FRATERNITÀ, PERCHÉ NON SI È BUONI SOLO A NATALE

8 Gen

Siamo appena usciti (qualcuno non ha ancora disfatto l’albero o il presepe) dal periodo natalizio, nel quale gli uomini si manifestano iniziando dai pastori che dormono all’aperto e che suscitano la lode dell’angelo, «Gloria a Dio nel più alto dei cieli e pace in terra agli uomini che egli ama» e terminando con la visita dei tre astronomi d’oriente che offrono a Gesù oro, incenso e mirra in segno di riconoscimento della sua regalità, anche se forse non hanno del tutto chiaro di che re si tratta.

Tempo prima, molto tempo prima, incontriamo Abramo, l’uomo di Ur dei Caldei che l’Eterno chiama per una grande missione che gli svelerà pian piano.

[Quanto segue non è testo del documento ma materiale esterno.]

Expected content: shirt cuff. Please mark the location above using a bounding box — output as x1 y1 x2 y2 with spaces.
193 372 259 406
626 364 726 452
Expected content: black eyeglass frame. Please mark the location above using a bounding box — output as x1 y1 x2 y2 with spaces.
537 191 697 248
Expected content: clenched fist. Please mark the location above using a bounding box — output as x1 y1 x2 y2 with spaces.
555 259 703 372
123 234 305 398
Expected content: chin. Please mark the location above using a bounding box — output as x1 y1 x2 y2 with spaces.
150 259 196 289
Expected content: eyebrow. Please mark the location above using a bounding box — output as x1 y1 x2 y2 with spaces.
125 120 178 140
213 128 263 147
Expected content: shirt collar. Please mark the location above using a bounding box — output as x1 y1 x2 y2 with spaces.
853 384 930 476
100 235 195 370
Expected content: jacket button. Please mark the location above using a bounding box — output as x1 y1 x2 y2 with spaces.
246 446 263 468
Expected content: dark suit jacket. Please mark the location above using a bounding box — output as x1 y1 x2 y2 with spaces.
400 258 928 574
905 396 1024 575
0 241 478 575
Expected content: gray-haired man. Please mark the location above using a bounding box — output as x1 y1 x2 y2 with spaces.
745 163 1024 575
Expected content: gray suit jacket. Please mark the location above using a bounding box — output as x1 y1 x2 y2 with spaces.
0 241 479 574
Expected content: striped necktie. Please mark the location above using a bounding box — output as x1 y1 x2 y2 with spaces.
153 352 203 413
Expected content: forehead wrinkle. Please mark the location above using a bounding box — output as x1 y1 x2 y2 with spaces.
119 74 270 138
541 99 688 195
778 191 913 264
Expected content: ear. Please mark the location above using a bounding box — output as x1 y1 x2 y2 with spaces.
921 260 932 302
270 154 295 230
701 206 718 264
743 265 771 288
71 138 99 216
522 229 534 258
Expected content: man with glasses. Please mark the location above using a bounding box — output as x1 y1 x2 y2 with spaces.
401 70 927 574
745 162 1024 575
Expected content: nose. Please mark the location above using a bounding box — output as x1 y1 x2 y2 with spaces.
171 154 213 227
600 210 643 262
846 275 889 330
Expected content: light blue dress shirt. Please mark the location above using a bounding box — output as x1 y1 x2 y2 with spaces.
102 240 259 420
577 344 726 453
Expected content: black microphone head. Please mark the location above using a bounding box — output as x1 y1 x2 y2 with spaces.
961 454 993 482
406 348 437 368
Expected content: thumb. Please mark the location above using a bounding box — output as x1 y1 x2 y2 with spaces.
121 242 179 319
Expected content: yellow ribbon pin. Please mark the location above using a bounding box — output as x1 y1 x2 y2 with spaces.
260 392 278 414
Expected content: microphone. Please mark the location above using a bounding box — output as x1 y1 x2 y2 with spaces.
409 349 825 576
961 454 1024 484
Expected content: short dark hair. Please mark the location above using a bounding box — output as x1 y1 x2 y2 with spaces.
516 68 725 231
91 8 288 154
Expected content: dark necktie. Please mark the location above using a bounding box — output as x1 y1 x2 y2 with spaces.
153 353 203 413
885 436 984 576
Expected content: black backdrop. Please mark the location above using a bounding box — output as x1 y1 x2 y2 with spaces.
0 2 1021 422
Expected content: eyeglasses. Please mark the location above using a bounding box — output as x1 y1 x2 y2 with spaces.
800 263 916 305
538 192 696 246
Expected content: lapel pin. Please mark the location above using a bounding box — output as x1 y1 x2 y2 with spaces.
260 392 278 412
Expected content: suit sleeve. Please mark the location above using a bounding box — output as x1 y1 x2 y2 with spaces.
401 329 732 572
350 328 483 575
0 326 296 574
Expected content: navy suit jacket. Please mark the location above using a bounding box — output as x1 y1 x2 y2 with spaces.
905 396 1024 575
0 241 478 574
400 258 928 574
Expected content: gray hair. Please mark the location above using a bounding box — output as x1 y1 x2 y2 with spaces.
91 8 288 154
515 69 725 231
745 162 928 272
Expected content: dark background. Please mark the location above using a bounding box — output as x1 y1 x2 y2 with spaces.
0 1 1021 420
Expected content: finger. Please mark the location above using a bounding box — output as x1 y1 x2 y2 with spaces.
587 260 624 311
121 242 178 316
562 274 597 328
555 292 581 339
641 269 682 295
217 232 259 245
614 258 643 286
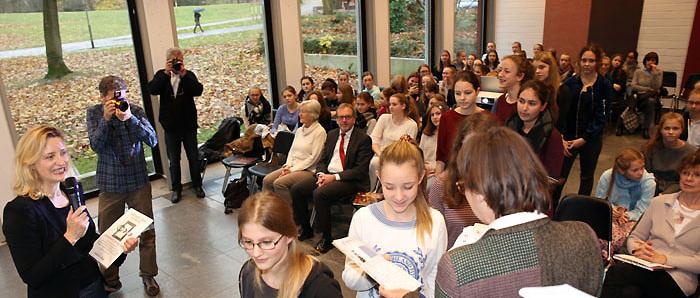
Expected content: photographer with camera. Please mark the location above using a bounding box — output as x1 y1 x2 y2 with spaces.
148 48 205 203
87 76 160 296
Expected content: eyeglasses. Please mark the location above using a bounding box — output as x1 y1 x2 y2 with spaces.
238 235 284 250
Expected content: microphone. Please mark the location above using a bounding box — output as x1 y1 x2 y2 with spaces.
63 177 85 211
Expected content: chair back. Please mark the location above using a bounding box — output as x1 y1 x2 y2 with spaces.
554 194 612 241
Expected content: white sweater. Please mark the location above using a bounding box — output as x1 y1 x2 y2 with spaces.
285 121 326 172
343 202 447 297
372 114 418 150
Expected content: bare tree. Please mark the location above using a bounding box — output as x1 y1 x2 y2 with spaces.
44 0 72 79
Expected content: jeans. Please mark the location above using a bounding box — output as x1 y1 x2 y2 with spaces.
165 129 202 191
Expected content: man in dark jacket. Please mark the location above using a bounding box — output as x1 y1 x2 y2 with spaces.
291 103 374 253
148 48 205 203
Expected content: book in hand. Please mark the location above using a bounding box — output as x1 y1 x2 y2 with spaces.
333 237 421 292
613 254 673 271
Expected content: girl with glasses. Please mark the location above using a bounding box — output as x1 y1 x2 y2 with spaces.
238 192 342 298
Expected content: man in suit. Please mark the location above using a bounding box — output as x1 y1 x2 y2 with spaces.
291 103 373 253
148 48 205 203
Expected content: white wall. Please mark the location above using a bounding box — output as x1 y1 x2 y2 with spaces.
487 0 546 58
637 0 697 93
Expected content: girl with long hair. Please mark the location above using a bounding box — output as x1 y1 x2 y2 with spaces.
343 138 447 297
595 148 656 253
238 191 343 298
642 112 697 193
492 55 535 123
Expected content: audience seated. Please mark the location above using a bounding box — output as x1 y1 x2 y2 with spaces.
630 52 663 139
595 149 656 251
428 113 498 247
436 71 488 173
291 103 373 253
238 192 343 297
601 153 700 298
492 55 535 123
435 127 603 297
681 86 700 147
644 112 698 193
553 45 612 203
369 93 422 189
263 100 326 204
242 87 272 127
270 86 299 135
532 52 571 132
362 71 381 105
355 92 377 135
343 137 447 297
506 80 564 179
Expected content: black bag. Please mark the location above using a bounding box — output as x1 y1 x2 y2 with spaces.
224 178 250 214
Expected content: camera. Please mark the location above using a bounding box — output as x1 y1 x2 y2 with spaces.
170 59 182 72
112 90 129 112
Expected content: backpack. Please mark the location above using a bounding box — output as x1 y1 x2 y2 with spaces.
224 178 250 214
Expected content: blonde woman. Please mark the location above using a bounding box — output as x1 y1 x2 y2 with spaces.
238 192 343 298
2 125 138 297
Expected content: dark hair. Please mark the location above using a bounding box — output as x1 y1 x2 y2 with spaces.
445 113 499 209
97 75 127 96
321 78 338 93
453 70 481 90
423 102 450 136
456 127 551 218
518 80 559 122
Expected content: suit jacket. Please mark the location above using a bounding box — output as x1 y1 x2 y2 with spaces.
148 69 204 130
316 127 374 191
2 196 125 297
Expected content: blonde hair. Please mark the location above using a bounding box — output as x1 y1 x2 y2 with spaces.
12 124 70 200
379 136 433 246
238 191 314 298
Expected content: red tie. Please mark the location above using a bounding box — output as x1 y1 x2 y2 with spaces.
338 133 345 170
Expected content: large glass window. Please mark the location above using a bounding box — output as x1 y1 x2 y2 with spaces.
453 0 481 59
389 0 429 77
300 0 360 93
172 0 272 143
0 0 154 191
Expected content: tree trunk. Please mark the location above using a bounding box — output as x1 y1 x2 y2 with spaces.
44 0 71 79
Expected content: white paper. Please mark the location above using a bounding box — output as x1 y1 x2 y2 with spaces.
90 208 153 268
333 237 421 291
518 284 595 298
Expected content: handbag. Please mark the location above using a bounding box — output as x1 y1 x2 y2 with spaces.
620 107 639 131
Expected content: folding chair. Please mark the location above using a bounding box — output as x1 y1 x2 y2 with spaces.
554 194 612 265
248 131 294 194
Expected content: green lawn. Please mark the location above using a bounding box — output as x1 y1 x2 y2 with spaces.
0 3 261 51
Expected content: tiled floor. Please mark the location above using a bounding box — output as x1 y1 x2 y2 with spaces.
0 127 643 298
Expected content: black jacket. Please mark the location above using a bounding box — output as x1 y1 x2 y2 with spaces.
238 260 343 298
2 196 125 297
148 69 204 130
316 127 374 191
559 74 612 141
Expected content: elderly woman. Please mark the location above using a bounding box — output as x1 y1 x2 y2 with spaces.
263 100 326 204
602 153 700 297
2 125 138 297
436 127 603 297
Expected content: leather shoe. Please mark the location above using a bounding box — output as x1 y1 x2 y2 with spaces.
141 276 160 297
170 190 182 204
194 186 207 199
298 229 314 241
316 238 333 254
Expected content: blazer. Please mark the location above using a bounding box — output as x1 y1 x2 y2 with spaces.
627 192 700 295
316 127 374 191
148 69 204 130
2 196 125 297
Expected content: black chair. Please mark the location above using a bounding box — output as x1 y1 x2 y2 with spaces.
554 194 612 264
248 131 294 194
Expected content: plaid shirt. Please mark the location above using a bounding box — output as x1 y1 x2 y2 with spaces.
87 104 158 193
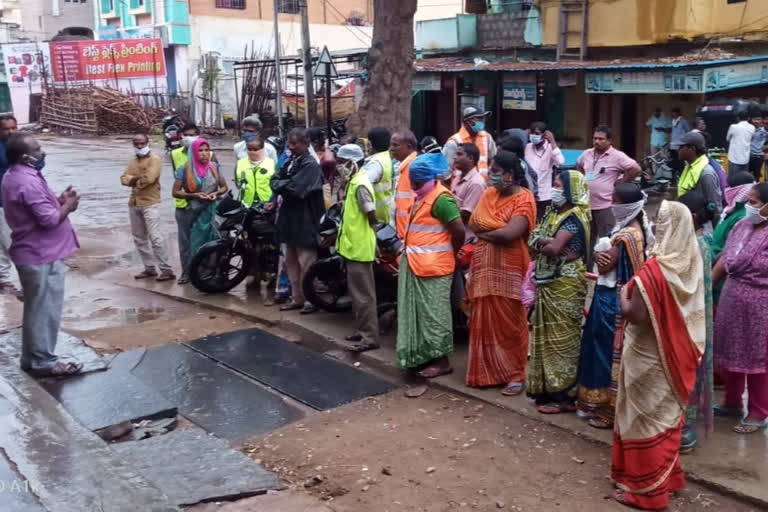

“Il Signore disse ad Abram(*): « Vattene dal tuo paese, dalla tua patria e dalla casa di tuo padre, verso il paese che io ti indicherò. Farò di te un grande popolo e ti benedirò, renderò grande il tuo nome e diventerai una benedizione. Benedirò coloro che ti benediranno e coloro che ti malediranno maledirò e in te si diranno benedette tutte le famiglie della terra». Allora Abram partì, come gli aveva ordinato il Signore, e con lui partì Lot. Abram aveva settantacinque anni quando lasciò Carran. Abram dunque prese la moglie Sarai, e Lot, figlio di suo fratello, e tutti i beni che avevano acquistati in Carran e tutte le persone che lì si erano procurate e si incamminarono verso il paese di Canaan. Arrivarono al paese di Canaan” (Genesi 12:1-5)

Abramo portò con lui Lot, figlio – come leggiamo nel capitolo 11 – di Aran suo fratello che era morto.

Più avanti leggiamo che sia Abramo sia Lot si sono arricchiti al punto che la cosa migliore era separarsi.

“[…] il territorio non consentiva che abitassero insieme, perché avevano beni troppo grandi e non potevano abitare insieme. Per questo sorse una lite tra i mandriani di Abram e i mandriani di Lot. I Cananei e i Perizziti abitavano allora nel paese. Abram disse a Lot: «Non vi sia discordia tra me e te, tra i miei mandriani e i tuoi, perché noi siamo fratelli. Non sta forse davanti a te tutto il paese? Separati da me. Se tu vai a sinistra, io andrò a destra; se tu vai a destra, io andrò a sinistra»”. (Genesi 13:5-9).

Anche se nel contesto delle Scritture questo può sembrare un episodio marginale, il comportamento di Abramo è esemplare. Tenuto conto che Lot era il nipote orfano che egli aveva preso presso di sé come un figlio, avrebbe potuto dirgli, «Ascolta nipote, pare che la terra qui si sia fatta stretta per due persone, va in pace e trovati un altro pascolo», invece

1. Mette come valore primario la necessità di concordia tra loro,
2. Lo chiama fratello e non nipote, mettendolo sullo stesso piano,
3. Invece di imporre una decisione lascia a lui la scelta.

(Notiamo, tra l’altro, che il problema non era sorto tra loro due, ma tra le due fazioni di mandriani).

Quanti di noi, oggi, agirebbero così?

(*) Abramo e Sara sono chiamati Abram e Sarai fino al capitolo 17 di Genesi. In ebraico tutti i nomi hanno un preciso significato.